Each morning, Mother sweeps the
chicken yard and broadcasts the feed corn.
The hens seem unperturbed by the cold air and rush screeching from their
coop to greet her. We continue to have a plentiful supply of fresh eggs --
enough for Mother to sell a few to Edick's feed store in town. At times, she barters with the old man and
takes any available newspaper in trade.
She has recently taken up the subject of
education as a cause - particularly that of the local girls.
My older brother, Jacob Jr. and
his wife, Mandana, thankfully have both their girls in school. Mother gives them praise while worrying over
the many other girls here in the valley who are kept home from school to do the
daily farm work.
She is fond of rehearsing the
example of the Smith family just 2 doors up the road.
"Morris and Ben Smith are in
school with our granddaughters every day while those boy's sisters, Rosetta and
Cornelia, are kept home. Their mother, Jane, says she has taught them to read
and write a little but their father, Ben, sees 'no reason for a woman to have
any learning other than how to keep a comfortable home for her husband and
children.'"
And with that, Mother vigorously concludes,
"And it matters not that they are black!
Many white girls will not be at a school desk tomorrow either!"
Mother has a copy of the Rev.

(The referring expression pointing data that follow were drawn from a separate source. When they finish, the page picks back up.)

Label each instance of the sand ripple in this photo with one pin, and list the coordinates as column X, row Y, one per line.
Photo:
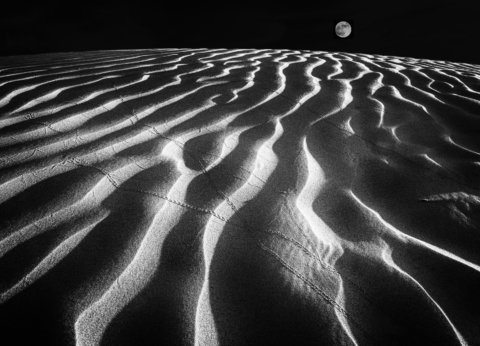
column 239, row 197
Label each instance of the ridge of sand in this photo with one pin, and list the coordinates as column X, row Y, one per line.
column 239, row 197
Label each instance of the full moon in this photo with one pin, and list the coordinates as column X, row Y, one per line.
column 343, row 29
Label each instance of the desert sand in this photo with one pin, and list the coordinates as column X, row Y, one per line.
column 239, row 197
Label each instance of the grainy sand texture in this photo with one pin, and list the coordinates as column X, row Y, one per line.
column 238, row 197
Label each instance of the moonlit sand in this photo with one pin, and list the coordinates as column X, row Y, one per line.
column 239, row 197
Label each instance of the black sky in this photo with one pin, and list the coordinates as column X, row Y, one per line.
column 422, row 29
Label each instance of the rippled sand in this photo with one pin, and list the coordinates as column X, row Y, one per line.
column 239, row 197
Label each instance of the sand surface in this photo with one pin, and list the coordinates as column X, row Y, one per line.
column 239, row 197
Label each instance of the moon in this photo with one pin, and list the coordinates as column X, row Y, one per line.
column 343, row 29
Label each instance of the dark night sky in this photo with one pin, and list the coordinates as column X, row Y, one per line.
column 423, row 29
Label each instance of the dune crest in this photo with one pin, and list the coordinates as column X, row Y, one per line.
column 239, row 197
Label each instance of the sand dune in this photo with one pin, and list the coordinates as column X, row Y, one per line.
column 239, row 197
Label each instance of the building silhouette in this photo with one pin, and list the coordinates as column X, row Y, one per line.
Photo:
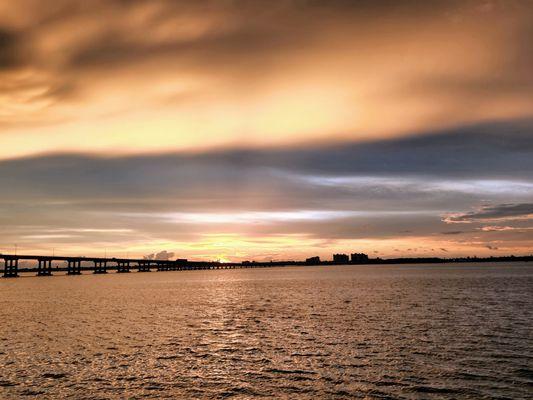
column 312, row 260
column 341, row 258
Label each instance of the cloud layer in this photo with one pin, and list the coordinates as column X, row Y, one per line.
column 398, row 195
column 140, row 76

William Holmes McGuffey's first reader of 1841. The boy
in this book is prompt, good, kind, honest and truthful -- virtues taught in fifty-five
lessons. Mother has raised the
possibility of sharing the book with Mrs. Smith. Father has been unusually firm in denying
Mother this intent as he says it might raise color questions more than
schooling ones.
At this
past family Sunday dinner, Mother had fresh fuel for her fire. The Friday Utica Observer ran the following article:
"On the morning of Tuesday,
January 23, 1849, a young woman ascended the platform of the Presbyterian
church in Geneva, N.Y., and received from the hands of the President of Geneva
Medical College a diploma conferring upon her the degree of Doctor of Medicine."
Mother read the article to all assembled in the sitting room
after supper and added, "Her name is Elizabeth Blackwell and she is the
first woman in the entire world to graduate from a medical college. And
she did it just as the men had to do -- she had to take the two 16-week courses
of lectures and then submit to written and oral examinations.
"See! That's
what an education can do for a girl! And from a college just 50 miles from our front door!"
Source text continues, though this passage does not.